I’m not a trained performer, so the movement in the show is more like intricate pedestrian movement. I’ve stripped back a lot of the theatricality, and brought it down to the basics. There’s no formal seating. The audience can then navigate through it themselves. They might not get specific gender politics out of it. They might see something else entirely that's personal to them. But essentially it’s about a man and a woman grappling with heavy objects, in a literal and metaphorical sense.
Rebecca Jensen on Pose Band
How do you describe a dance show about the corruption of JPG files? More to the point, how do you make it? Dancer and choreographer Rebecca Jensen explains.
Jensen says: This show started when I had a very timely thought about social media. These days, you don’t need to go out and see a show. The images are uploaded after the fact, and they give you a sense of what you missed. Or at least, you think they do. Images can lie. There was that Dutch girl all over social media a while ago that posted images of her holiday in Thailand, but it turned out she hadn’t been to Thailand at all and the photos were just taken at her friend’s pool around the corner. http://www.mamamia.com.au/lifestyle/photoshop-holiday/
We are completely saturated with images all the time, and everything is multiplied instantly without a concern about what might be lost in the process of replication. Each time you take an image and remove it from its original context, the meaning is lost. But it gains a new meaning when it’s put somewhere else. How many times can you do this? Do you end up with an image that’s completely meaningless? Just like JPG files deteriorate, maybe we’re blurring out of focus.
So Pose Band is about asking: what can an experience offer you that an image of it can’t?

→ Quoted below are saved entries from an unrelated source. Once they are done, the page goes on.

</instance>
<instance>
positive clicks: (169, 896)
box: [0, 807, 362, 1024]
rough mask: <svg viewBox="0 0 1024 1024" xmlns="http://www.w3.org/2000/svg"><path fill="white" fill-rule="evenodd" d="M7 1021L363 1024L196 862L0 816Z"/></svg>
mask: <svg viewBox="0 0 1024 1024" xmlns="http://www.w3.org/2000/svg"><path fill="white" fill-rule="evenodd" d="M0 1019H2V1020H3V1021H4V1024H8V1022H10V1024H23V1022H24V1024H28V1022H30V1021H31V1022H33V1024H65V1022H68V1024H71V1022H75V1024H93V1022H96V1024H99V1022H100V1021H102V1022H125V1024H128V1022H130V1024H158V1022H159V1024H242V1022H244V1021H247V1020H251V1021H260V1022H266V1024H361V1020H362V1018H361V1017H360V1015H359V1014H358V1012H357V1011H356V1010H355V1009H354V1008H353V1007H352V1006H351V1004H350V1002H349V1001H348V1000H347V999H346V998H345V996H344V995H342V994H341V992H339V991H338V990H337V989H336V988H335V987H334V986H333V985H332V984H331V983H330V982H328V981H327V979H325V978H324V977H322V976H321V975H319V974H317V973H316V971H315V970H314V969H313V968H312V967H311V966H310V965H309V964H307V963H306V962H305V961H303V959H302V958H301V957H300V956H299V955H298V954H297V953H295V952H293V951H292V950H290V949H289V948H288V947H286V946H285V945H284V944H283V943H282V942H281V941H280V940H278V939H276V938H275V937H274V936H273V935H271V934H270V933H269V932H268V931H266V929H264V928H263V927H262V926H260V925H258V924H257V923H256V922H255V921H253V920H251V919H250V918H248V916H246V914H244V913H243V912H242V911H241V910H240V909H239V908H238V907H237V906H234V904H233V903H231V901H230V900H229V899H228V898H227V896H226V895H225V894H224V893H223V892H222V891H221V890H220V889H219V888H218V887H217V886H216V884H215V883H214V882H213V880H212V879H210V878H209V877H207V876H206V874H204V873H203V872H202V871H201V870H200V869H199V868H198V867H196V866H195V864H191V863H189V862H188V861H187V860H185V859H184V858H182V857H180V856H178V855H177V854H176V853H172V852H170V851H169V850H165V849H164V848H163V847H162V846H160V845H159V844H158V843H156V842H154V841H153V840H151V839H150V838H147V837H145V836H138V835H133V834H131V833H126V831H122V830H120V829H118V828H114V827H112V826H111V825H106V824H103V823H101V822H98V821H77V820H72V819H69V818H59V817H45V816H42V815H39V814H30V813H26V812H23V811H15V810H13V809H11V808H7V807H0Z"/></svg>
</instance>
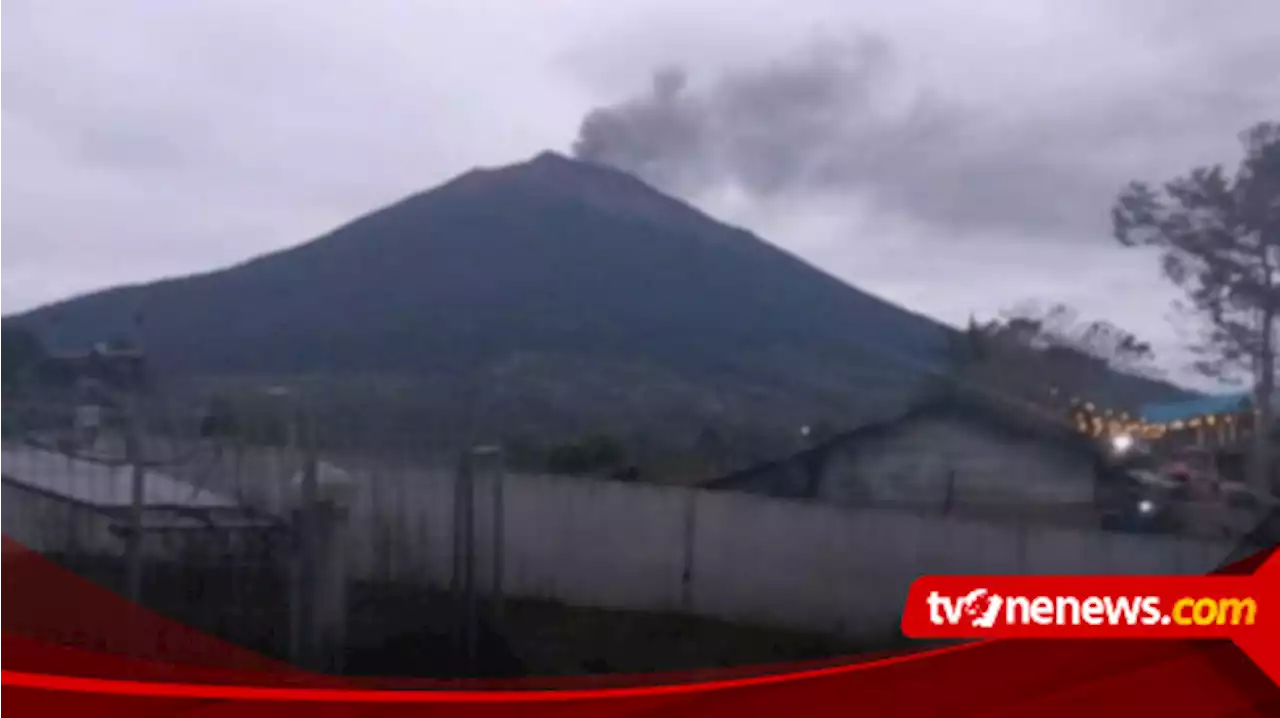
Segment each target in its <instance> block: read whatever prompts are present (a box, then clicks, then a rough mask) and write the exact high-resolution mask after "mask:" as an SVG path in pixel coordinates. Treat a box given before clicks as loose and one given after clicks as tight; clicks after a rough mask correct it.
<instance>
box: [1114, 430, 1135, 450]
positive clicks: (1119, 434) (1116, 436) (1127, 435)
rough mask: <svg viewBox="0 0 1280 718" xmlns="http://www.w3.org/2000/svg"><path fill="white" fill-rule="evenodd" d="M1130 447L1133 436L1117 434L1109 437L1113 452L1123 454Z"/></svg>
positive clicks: (1131, 448) (1125, 434) (1132, 441)
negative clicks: (1109, 438)
mask: <svg viewBox="0 0 1280 718" xmlns="http://www.w3.org/2000/svg"><path fill="white" fill-rule="evenodd" d="M1132 448H1133V436H1130V435H1129V434H1119V435H1116V436H1112V438H1111V449H1112V451H1114V452H1115V453H1117V454H1123V453H1126V452H1128V451H1129V449H1132Z"/></svg>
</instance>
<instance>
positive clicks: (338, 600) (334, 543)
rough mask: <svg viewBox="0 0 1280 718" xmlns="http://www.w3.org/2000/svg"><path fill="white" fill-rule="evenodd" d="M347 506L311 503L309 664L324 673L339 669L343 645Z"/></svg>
mask: <svg viewBox="0 0 1280 718" xmlns="http://www.w3.org/2000/svg"><path fill="white" fill-rule="evenodd" d="M346 527H347V508H346V507H342V506H338V503H337V502H335V500H333V499H330V498H324V499H321V500H320V502H317V503H316V506H315V517H314V523H312V529H314V531H315V536H314V544H312V546H314V549H315V553H314V554H312V555H314V562H315V563H314V567H312V576H314V578H312V580H314V586H315V591H316V595H315V598H314V599H312V602H311V610H312V621H311V631H312V634H314V636H315V639H314V651H315V654H314V657H312V664H314V666H315V667H316V669H317V671H321V672H325V673H335V674H337V673H342V672H343V668H344V666H343V654H344V653H346V644H347V571H346V567H347V561H346V559H347V555H346V544H347V541H346V538H347V536H346V534H347V532H346Z"/></svg>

I wanted to make a beautiful, photogenic show. You can take a picture at any point and it’ll look like something interesting is going on. I’m usually about process—so it’s weird to do things just because they look cool, but this is driven towards getting sweet documentation out of it. So in a way, it’s a work for this time.
It’s not a traditional dance show by any means. It’s about pushing what dance can do. I want the form of the show to be quite fluid, feminine, almost. It’s not linear. It works in spirals. People are going to see bodies, stillnesses, lots of satisfying formations—some symmetrical dancing, some slow motion movement, as well as coloured scarves and bodies in positions that seem familiar but you can’t quite put your finger on.
We’ve been looking at transferring information across media, using scarves. The scarf is two dimensional, and takes the form of whoever is wearing it. Walter Benjamin said about replication that the original has an aura that is impossible to copy. People go to see the real Mona Lisa because she has an aura that no postcard can touch.